Phillip Cantor explains why the Chicago Teachers Union rejected Rahm Emanuel’s contract offer.
The offer had some good things in it, but what killed it was a “poison pill” provision:
“The CPS offer basically froze compensation for most teachers for four years. I was OK with that… even though CPS has taken about $2 Billion from teachers in the past five years. I like the idea of getting rid of the pension pick-up, but don’t want teachers to suffer 7% pay cuts to achieve it. Some teachers would have come out with a tiny increase over 4 years, other teachers – longer serving teachers- would have had to take a significant pay cut.
“CPS’s offer also included a requirement – added at the last minute – that over 2000 CTU members take early retirement with the provision that if that number didn’t leave the profession the contract would be re-opened. In other words… the whole thing would be scrapped. To me this seems like a poison pill. How could CTU agree to a contract that forced a 10% reduction in teachers and school staff? How could CTU agree to a contract which had a self-destruct clause in it?”
So, layoffs now or layoffs later.
The CTU bargaining team unanimously rejected the deal. And now the CEO is threatening to impose deep cuts and layoffs without a contract.
CTU will hold a mass rally on Thursday afternoon to protest.
Also, there was a kind of hilarious bit, in which CPS agreed to no net change in number of charter schools (so, to open a new charter would require closing an existing charter– which is something CPS has done recently).
The problem with that provision is that the Illinois State Board of Education has overrulled CPS more than once, requiring the district to open new charters even when the CPS Board denies them.
But, really, what seems to have swayed the votes of the big bargaining unit was the notion that the contract would only be valid if we hit ~200% of the average annual retirement rate, as you note.
Frankly, this move by CTU’s executive board is puzzling. As a mid-career CPS teacher, my initial disappointment at the rejection of this offer has turned to downright dismay after learning of the specific reasons for the thumbs down:
*The early retirement clause. This offering for teachers doubled from the initial CPS offer.

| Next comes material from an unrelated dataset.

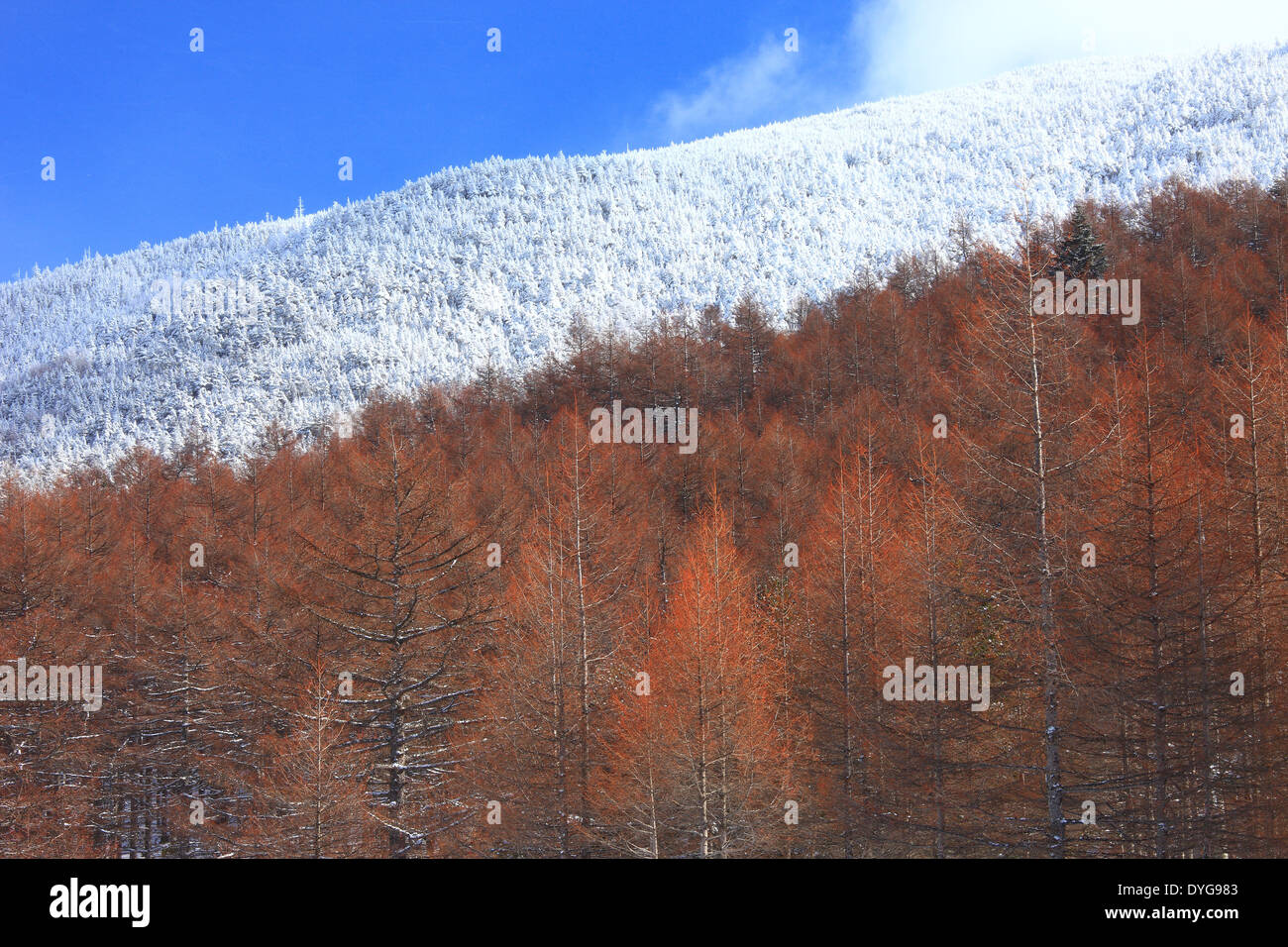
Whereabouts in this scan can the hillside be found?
[0,43,1288,473]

While nothing compared to corporate golden parachute packages, a step in the right direction.
*An unenforceable charter halt that has always been unenforceable. The Illinois State Charter School Commission has the ability to override any local or district mandates concerning charters. Enacted by law in 2011, the CTU does not have the time or resources to argue for its undoing in this contract cycle.
*Distrust of City & CPS brass. That entrenched Chicago politicians and their appointees are corrupt should be about as surprising as the sun’s rising each day. Rahm agreed to a whopping 8.5% interest for the issue of about $725M in junk bonds, the benefit of which will go to Wall Street.

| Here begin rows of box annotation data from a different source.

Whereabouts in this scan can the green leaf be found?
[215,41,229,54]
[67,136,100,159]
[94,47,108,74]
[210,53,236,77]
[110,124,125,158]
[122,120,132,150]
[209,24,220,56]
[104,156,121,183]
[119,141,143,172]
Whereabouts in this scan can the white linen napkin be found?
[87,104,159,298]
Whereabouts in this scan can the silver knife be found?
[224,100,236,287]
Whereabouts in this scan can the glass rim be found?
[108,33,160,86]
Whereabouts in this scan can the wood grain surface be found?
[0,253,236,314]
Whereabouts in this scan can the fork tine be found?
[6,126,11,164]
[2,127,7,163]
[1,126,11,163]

Setting these concerns aside, the offer was legitimate and should have been voted on by the membership.
Nonsense. Most teachers are no “OK” with a four year pay freeze. Chicago teachers deserve a raise, not additional austerity cuts and a continuation of the bankrupt narrative about the “financial crisis” (a narrative that has been around since the late 1970s in one form or another to bleed Chicago’s real public schools and the CTU).
The teachers of Chicago deserve to live and earn a fair wage just like everyone else. Just because some bureaucrats want to continue profit from education doesn’t make it right to deprive the teachers in the trenches.
The teachers should just go on strike today and not return until they are offered a fair deal.
Even though I live in a “right to work” state that doesn’t mean that teachers/educators in the State of Texas should not work towards a work stoppage. Teachers in Texas have not had a real raise in over 15 years. Every year teachers receive a 2-4% raise and that raise is promptly eaten up by the constant rising cost of health insurance.
The time is coming when there will not be any teachers to fill the vacancy that are coming. The teachers of my generation (25 plus years) are all preparing to retire and it will leave a huge hole that will not be filled.
The Buffalo Public Schools is also trying to settle a contract with a district which wants all take always and no givebacks. Luckily NYS requires the district to honor the old contract (about twelve years old) until a new contract is adopted although the state did institute a three year wage freeze during that time. Twelve years without a wage adjustment leads to inequities and when comparing the median salary between Buffalo and Niagara Falls there is over a $35,000 difference. (That is not a typo.)
To top it off, the Superintendent refers to the teachers in Buffalo as dregs.
My heart goes out to my sister educators in Chicago. You are not alone.
This is CALLED “TEAR DOWN teachers, students, parents, and the entire school district in to BUILD what the deformers want.
Isn’t this the fascist and militaristic way?